In my own home, though, I am blessedly safe from the canvassers, beggars and importuners spreading bubonically from house to house at Yuletide. It is nigh impossible to get my attention, while I am swathed in my domestic gloom. After Suzy’s searing, peaceful death, I returned from her funeral, and retired from the world as thoroughly as an urban hermit may manage: cut off my email, cancelled my phone, closed my curtains, revised my door so as to admit neither post nor invasive knocking. And so I stayed for some time, ordering deliveries of oysters and claret, estranged from self and family. How long? I hardly recall. Time disappears in a black hole. Months, many months. And when I eventually crept out, seeking reconnection with Lucy, I had cause to regret it, and did. And didn’t.
My doorbell is a single, muffled chime. When I am upstairs, I hardly hear it; and when I do, I don’t answer unless I am expecting someone, allow the bell to sound a couple of times, and then the ringer moves on. Nobody home.
But whoever it was kept pressing the bell, which rang and rang again, quietly but irritatingly. And when that ceased, there was a knocking, loud then louder, sustained, insistent. I stomped down the stairs in a strop and opened the door to two middle-aged men in shiny navy suits, with short hair and the erect bearing of zealots. Not sleek and smug enough to be Mormons, nor sufficiently desperate for Christian Scientists or Jehovah’s Witnesses. Soiled and baggy of eye, certainly, yet they carried themselves with an authority that didn’t seem to emanate from the divine.

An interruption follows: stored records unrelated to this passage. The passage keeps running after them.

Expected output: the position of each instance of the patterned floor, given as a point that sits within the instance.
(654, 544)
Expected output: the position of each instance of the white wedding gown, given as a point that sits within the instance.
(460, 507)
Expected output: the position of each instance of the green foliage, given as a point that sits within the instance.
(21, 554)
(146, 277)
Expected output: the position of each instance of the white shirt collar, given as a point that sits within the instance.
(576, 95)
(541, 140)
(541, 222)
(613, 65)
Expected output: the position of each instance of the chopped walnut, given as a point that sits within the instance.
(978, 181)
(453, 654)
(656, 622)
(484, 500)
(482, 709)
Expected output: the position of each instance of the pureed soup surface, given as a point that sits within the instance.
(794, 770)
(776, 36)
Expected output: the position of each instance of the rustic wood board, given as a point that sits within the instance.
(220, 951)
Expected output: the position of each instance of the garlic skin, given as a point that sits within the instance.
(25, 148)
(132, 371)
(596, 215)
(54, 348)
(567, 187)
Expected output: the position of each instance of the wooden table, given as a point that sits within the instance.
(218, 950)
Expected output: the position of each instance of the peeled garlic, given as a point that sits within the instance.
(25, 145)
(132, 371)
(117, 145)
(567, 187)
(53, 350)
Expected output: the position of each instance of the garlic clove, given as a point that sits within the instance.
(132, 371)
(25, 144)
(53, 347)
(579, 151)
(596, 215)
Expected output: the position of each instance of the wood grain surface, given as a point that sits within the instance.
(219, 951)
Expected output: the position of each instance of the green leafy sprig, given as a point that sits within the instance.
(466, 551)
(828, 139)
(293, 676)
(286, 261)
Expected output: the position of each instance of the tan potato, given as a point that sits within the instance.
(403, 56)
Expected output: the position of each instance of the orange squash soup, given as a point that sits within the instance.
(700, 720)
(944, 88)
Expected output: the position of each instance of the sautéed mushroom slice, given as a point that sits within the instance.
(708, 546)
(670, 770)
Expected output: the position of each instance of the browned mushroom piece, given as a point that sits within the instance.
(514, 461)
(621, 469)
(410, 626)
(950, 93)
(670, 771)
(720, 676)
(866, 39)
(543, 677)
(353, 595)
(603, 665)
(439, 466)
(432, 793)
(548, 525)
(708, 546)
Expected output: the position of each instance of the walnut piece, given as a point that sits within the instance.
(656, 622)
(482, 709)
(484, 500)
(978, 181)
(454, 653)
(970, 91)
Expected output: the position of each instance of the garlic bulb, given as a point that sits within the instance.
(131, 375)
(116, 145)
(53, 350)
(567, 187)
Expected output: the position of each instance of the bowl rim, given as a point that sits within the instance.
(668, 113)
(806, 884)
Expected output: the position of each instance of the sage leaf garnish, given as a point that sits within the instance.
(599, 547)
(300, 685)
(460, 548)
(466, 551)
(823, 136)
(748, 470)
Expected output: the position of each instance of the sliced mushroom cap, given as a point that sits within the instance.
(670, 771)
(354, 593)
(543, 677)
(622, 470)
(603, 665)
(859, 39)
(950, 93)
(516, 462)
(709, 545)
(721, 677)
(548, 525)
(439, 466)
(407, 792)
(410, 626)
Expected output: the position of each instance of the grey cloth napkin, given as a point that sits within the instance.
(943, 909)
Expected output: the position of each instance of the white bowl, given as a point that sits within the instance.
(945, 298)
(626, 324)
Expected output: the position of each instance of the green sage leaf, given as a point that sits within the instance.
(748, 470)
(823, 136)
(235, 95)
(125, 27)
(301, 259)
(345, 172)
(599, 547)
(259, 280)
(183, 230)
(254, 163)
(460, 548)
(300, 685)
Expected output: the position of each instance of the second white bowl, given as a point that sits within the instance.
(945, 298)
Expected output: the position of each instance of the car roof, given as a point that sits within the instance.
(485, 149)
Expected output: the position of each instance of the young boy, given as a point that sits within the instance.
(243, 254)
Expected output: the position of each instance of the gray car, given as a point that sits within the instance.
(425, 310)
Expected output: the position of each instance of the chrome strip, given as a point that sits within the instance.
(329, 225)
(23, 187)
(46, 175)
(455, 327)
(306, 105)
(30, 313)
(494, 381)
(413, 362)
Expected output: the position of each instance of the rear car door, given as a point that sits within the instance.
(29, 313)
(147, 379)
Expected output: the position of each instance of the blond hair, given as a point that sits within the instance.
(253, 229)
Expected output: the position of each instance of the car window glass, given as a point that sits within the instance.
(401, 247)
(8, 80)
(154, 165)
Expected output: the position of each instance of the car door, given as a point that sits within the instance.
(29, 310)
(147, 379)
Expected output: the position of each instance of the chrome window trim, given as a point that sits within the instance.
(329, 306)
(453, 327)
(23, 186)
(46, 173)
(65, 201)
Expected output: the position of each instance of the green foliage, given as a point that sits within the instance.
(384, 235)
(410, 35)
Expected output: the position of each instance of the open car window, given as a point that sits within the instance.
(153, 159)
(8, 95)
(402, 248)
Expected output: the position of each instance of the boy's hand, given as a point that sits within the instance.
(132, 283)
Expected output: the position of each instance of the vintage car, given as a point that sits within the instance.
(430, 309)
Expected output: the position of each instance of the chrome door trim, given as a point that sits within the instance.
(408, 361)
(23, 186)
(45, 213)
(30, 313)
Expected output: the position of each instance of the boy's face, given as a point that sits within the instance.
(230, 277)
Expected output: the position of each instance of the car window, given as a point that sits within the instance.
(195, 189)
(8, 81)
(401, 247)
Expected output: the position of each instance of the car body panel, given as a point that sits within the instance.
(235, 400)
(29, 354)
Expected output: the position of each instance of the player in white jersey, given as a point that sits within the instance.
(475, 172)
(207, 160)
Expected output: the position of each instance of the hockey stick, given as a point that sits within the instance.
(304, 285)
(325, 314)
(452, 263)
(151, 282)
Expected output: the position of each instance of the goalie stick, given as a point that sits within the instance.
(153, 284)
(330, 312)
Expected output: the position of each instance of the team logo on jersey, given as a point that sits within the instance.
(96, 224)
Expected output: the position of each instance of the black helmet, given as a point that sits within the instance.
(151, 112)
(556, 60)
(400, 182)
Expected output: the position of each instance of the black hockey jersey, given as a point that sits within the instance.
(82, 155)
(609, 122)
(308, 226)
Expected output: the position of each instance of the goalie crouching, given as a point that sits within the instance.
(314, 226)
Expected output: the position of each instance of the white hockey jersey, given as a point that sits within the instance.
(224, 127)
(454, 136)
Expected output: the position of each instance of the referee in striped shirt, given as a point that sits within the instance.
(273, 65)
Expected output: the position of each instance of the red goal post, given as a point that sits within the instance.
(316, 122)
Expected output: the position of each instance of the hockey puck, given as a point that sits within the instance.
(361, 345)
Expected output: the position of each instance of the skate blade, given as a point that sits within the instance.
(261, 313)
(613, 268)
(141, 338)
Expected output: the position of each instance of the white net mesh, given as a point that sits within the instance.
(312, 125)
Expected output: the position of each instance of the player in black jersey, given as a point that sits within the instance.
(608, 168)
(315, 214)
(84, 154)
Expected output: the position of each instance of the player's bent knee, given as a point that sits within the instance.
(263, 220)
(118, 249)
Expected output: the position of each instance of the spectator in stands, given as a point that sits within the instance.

The one slightly to the front, as if to assert seniority, had what is often (mis)described as a bullet head, more like a head for butting, was stocky and red-faced, veinous traces round his cheeks and the bridge of his nose. The other was younger and less shop-soiled, with hooded eyes and a sharp pointy nose, forbidding as a falcon with a migraine.
‘Do forgive me if this is unclear,’ I said firmly. ‘The reason I don’t answer my door is because I don’t wish to be bothered …’
‘Rather an unusual door, sir?’ Their front man interrupted me, inappropriately and rudely, looking at the door itself.
‘Surely you haven’t come to do a survey of the local doors?’ I was irritated and bemused, yet flattered that he should admire my modest contribution to the improvement of my neighbourhood.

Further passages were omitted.